Rechts springt een constructie van transparante buizen in het oog : een idee van Andree Putman na een bezoek aan de fabriek. “Het zijn de leidingen van de geurfonteinen”, legt Delacourte uit. Je kunt een heruitgave van de befaamde bijenflacon, die oorspronkelijk ontworpen was voor Eau de cologne Impériale, het persoonlijke parfum van keizerin Eugenie uit 1853, laten vullen met je favoriet. “Die bijtjes symboliseren het hof, ze zijn een teken van rijkdom. Voor Guerlain bleken ze geluksbrengers.” Maar je kunt ook voor een gepersonaliseerde flacon opteren, waarbij je het etiket, lettertype en de kleur van de linten zelf kunt kiezen en zelfs een boodschap kunt toevoegen. En wie het echt breed wil laten hangen, bestelt een parfum op maat.

Terug op de gang wandel je van de homecorner met interieurparfums, geurkaarsen, wierook en zepen langs een vitrine met een stukje geschiedenis : ze toont de allereerste Guerlain-producten, zoals een van de eerste tandpasta’s, de witte crème die Nivea later opkocht, een kohl of een doosje lippenrood.

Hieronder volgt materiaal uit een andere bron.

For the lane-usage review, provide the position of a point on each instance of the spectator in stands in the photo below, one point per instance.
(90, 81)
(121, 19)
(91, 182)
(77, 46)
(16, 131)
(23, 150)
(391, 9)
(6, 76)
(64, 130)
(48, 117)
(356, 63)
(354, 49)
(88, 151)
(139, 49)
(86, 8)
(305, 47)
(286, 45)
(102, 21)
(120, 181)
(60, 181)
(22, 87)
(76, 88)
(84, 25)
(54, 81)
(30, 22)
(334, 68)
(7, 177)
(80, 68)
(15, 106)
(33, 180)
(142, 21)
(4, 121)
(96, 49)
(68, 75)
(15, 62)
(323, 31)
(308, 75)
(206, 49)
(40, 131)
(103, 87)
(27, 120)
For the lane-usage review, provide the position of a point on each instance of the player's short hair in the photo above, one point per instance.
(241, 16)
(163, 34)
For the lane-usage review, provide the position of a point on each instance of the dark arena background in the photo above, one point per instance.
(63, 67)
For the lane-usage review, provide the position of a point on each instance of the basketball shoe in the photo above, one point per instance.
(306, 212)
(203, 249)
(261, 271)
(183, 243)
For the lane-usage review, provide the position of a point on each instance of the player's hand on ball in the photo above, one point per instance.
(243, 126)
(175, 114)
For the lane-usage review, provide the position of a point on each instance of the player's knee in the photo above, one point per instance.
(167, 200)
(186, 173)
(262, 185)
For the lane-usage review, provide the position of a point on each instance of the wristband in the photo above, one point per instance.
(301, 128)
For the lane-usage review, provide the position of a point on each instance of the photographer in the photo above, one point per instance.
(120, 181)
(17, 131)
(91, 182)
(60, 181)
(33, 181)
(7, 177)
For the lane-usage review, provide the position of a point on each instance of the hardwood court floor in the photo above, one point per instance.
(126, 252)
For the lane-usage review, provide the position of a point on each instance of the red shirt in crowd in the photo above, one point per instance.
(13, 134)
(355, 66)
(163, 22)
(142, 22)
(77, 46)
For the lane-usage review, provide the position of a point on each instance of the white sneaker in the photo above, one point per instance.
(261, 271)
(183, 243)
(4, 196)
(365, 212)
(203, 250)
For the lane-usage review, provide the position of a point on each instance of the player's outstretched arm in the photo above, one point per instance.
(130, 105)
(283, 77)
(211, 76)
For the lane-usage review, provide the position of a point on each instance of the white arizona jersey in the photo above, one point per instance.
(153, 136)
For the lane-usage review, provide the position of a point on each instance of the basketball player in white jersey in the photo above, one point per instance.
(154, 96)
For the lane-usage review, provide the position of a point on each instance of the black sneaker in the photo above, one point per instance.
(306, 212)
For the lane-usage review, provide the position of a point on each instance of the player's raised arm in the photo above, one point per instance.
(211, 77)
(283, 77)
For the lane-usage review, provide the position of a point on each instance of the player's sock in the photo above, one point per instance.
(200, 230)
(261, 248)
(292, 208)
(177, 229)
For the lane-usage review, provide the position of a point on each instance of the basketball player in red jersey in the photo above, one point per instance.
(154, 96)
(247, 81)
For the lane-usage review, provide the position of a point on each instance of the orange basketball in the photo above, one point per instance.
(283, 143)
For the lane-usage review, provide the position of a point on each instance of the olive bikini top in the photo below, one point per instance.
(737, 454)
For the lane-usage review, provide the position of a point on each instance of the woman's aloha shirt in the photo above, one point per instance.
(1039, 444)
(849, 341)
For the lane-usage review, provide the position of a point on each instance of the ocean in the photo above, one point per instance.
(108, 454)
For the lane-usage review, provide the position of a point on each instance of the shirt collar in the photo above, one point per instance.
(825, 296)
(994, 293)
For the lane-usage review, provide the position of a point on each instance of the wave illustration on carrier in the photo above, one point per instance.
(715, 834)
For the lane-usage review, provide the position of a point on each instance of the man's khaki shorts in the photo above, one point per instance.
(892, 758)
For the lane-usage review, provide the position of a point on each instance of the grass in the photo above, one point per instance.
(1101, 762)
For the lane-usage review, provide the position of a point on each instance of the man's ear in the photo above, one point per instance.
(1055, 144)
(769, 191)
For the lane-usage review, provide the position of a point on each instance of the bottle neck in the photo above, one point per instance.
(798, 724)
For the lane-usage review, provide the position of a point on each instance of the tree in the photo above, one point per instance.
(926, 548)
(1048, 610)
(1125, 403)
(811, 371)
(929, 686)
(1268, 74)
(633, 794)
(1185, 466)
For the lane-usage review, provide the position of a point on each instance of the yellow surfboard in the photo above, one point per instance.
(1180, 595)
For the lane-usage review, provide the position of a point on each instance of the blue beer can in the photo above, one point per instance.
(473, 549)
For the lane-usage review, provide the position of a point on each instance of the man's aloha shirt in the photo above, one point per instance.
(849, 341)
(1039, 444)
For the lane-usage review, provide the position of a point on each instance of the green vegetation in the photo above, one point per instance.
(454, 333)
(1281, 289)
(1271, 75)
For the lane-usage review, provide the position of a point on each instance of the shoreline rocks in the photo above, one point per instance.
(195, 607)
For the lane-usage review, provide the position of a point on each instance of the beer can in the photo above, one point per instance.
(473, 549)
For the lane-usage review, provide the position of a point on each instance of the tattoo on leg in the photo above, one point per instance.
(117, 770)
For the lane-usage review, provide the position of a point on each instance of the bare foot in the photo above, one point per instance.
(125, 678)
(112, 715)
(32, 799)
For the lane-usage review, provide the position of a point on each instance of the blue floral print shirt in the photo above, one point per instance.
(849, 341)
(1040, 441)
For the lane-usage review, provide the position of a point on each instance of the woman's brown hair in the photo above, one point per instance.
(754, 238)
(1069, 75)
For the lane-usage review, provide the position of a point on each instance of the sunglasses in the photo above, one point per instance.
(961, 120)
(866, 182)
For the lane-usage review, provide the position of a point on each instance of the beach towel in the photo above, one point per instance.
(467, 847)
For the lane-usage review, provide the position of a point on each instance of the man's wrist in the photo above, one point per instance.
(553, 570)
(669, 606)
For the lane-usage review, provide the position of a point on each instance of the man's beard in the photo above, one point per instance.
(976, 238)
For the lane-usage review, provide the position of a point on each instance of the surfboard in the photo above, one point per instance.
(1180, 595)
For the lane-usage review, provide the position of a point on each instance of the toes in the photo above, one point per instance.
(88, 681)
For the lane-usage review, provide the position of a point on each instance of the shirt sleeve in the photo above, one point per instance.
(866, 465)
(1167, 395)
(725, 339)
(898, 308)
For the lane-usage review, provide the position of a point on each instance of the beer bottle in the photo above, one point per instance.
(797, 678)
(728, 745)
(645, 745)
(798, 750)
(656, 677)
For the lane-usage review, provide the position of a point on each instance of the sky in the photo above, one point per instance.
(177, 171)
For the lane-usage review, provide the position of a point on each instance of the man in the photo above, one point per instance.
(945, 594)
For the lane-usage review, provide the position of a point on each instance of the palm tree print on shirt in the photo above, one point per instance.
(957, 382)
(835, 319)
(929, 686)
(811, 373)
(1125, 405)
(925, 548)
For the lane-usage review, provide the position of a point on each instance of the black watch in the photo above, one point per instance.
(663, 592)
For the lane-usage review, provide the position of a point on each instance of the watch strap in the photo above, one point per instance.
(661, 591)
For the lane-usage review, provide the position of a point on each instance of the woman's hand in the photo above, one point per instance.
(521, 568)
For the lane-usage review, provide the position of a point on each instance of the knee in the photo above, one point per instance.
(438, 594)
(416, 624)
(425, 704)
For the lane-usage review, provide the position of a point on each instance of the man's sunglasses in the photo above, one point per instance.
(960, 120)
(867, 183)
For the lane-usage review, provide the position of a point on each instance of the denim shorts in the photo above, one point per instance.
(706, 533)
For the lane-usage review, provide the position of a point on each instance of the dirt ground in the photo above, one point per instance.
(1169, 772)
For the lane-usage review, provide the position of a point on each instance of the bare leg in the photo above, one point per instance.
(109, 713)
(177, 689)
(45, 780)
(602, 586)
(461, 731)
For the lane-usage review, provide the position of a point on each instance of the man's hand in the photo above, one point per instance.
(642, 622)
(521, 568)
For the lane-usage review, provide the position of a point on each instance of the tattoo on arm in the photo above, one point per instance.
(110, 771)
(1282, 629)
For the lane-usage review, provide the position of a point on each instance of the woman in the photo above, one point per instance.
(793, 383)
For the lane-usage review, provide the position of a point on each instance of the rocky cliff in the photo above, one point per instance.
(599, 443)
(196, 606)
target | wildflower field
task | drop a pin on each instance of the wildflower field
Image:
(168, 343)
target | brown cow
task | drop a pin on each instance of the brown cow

Iets verder vind je het actuele cosmeticagamma, uit te testen aan de make-up- en verzorgingstafels. Volgens afspraak kun je terecht bij professionele consultants voor persoonlijk advies of een opmaakbeurt.

Wie vooral geïnteresseerd is in de verzorgingsproducten moet een verdieping hoger zijn. Het schoonheidsinstituut is 360 vierkante meter groot en werd volledig gerenoveerd. Acht van de tien behandelingsruimten zijn ingericht door Putman, allemaal voorzien van een badkamer. Twee cabines werden in de originele staat van 1939 hersteld, met mozaiek in typisch Guerlain-blauw en de originele spiegel, wastafel en consoles van Jean-Michel Frank. Ook de ontspanningszaal met de geklasseerde panelen ademt nog de tijd van toen, al is ze niet verstoken van moderne luxe : grote relaxfauteuils met geïntegreerd voetbad.

Er was eens een geur

Terwijl marketingteams zich in de gekste bochten wringen om toch maar iets origineels te bedenken rond een nieuw product, blijken de verhalen achter de Guerlain-parfums voor het oprapen te liggen. Lieve Bosmans, opleidingsverantwoordelijke en parfumexperte van Guerlain, geeft toelichting bij de opmerkelijkste parfums, die vertellen vaak veel over hun tijd. Zoals het duo Le Mouchoir de Monsieur en La Voilette de Madame van Jacques Guerlain, dat hij in 1904 als huwelijksgeschenk aan een bevriend koppel gaf : “De naam van het damesparfum verwijst naar de gewoonte van vrouwen destijds om nooit buiten te komen zonder handschoenen en hoedje. De mannen droegen in die tijd een mooie batisten zakdoek in de jaszak, die parfumeerden ze, want hij was een geschenk voor de uitverkoren dame. Ook vrouwen hadden in hun handtas altijd een geparfumeerde zakdoek, zodat een geurige wolk ontsnapte als ze hun tas openden. Dat was een zeer romantische periode, met onze papieren wegwerptissues leven we in een andere tijd, maar wellicht willen jonge mensen ook wel weten hoe dat toen verliep.” Romantiek en vooral de liefde zijn een rode draad in de portfolio van het huis, vertelt Bosmans : “De Guerlains waren overtuigd dat de mooiste parfums uit liefde ontstaan. Jicky (1889) bijvoorbeeld, genoemd naar de koosnaam van de Engelse Jacqueline, waar Aimé Guerlain smoorverliefd op werd tijdens zijn studie in Londen. Maar haar ouders zagen een huwelijk niet zitten, zodat hij alleen terugkeerde naar Parijs. Hij stortte zich op zijn werk en bleef vrijgezel.”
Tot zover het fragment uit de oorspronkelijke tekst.